Hilao v. Estate of Marcos

393 F.3d 987, 2004 WL 2985245
CourtCourt of Appeals for the Ninth Circuit
DecidedDecember 28, 2004
DocketNo. 03-16934
StatusPublished
Cited by28 cases

This text of 393 F.3d 987 (Hilao v. Estate of Marcos) is published on Counsel Stack Legal Research, covering Court of Appeals for the Ninth Circuit primary law. Counsel Stack provides free access to over 12 million legal documents including statutes, case law, regulations, and constitutions.

Bluebook
Hilao v. Estate of Marcos, 393 F.3d 987, 2004 WL 2985245 (9th Cir. 2004).

Opinion

GRABER, Circuit Judge:

The Republic of the Philippines appeals from two orders issued by the district court, even though the Republic is not a party to this litigation.

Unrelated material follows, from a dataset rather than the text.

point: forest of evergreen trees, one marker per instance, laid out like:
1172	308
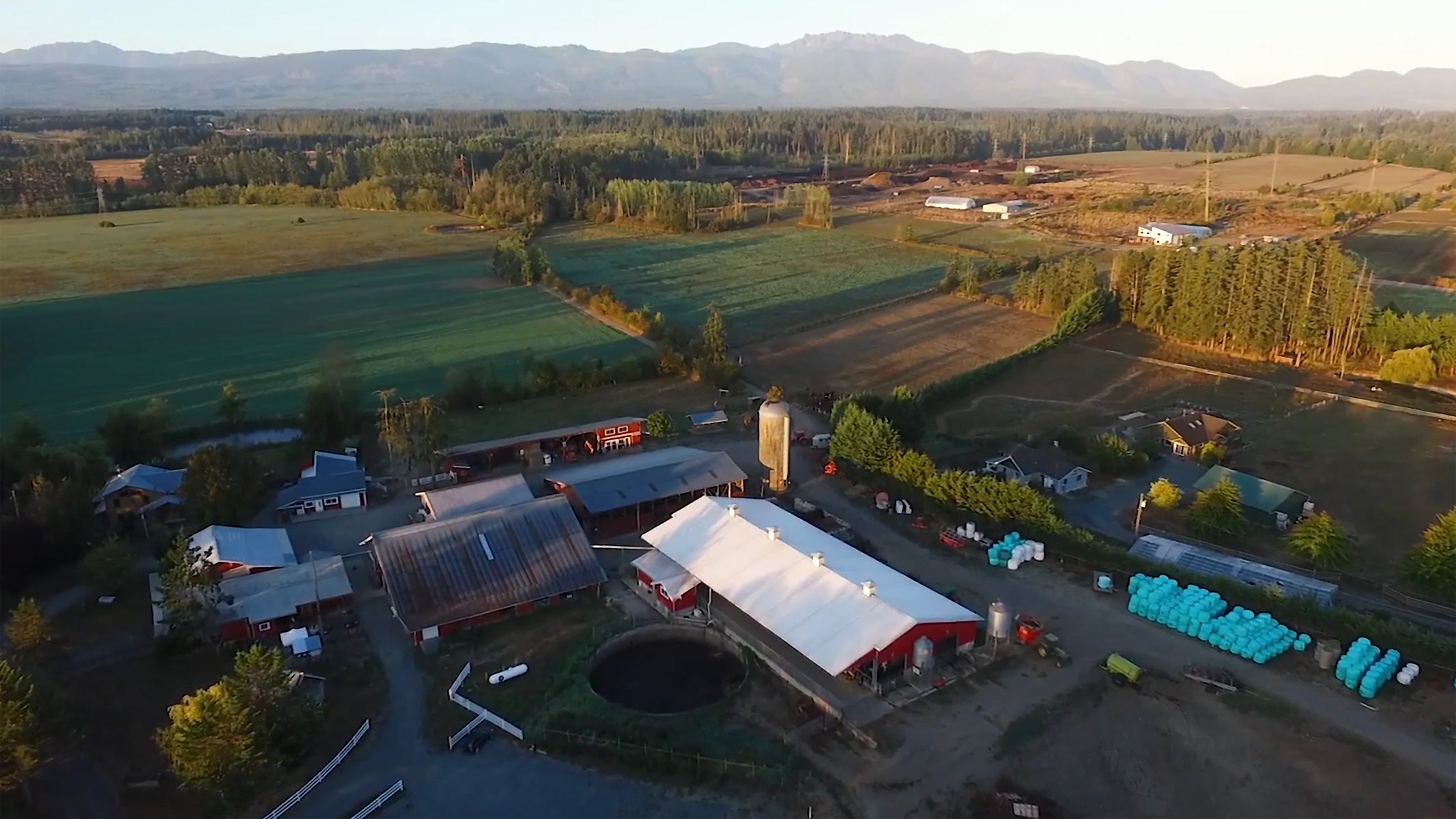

The first “Memorandum and Order” reinstates a 1999 settlement agreement between the Estate of Ferdinand E. Marcos and a class of plaintiffs who had sued the Estate for violations of their human rights. The second “Order Directing Compliance” facilitates the first order by enjoining foreign banks from transferring certain assets that could be used to fund the settlement. The Republic asks us to vacate both orders. But, be[989]*989cause the Republic is neither a party to the settlement agreement nor a person or banking institution bound by the Order Directing Compliance, we dismiss its appeal for lack of standing.

BACKGROUND

Before turning to the present dispute, we pause to place it in its historical context.

A. The Hilao Litigation and the Abandoned Settlement Agreement

Ferdinand Marcos and his family fled to Hawaii in 1986. Almost immediately, several lawsuits were filed on behalf of individuals who had been arrested, tortured, executed, or dis-appeared during Marcos’ 15-year tenure as President of the Philippines. Hilao v. Estate of Marcos (In re Estate of Ferdinand Marcos, Human Rights Litig.) (Estate II), 25 F.3d 1467, 1469 (9th Cir.1994). The Judicial Panel on Multi-District Litigation consolidated all those cases in the District of Hawaii; the consolidated case was later certified as a class action. Id. Ferdinand Marcos died three years after the litigation commenced. In February 1995, the district court entered a final judgment in the class action, approving jury awards of $1.2 billion in exemplary damages and $766 million in compensatory damages against the Marcos Estate. Hilao v. Estate of Ferdinand Marcos (Hilao II), 103 F.3d 767, 772 (9th Cir.1996). We affirmed that judgment. Id. at 787.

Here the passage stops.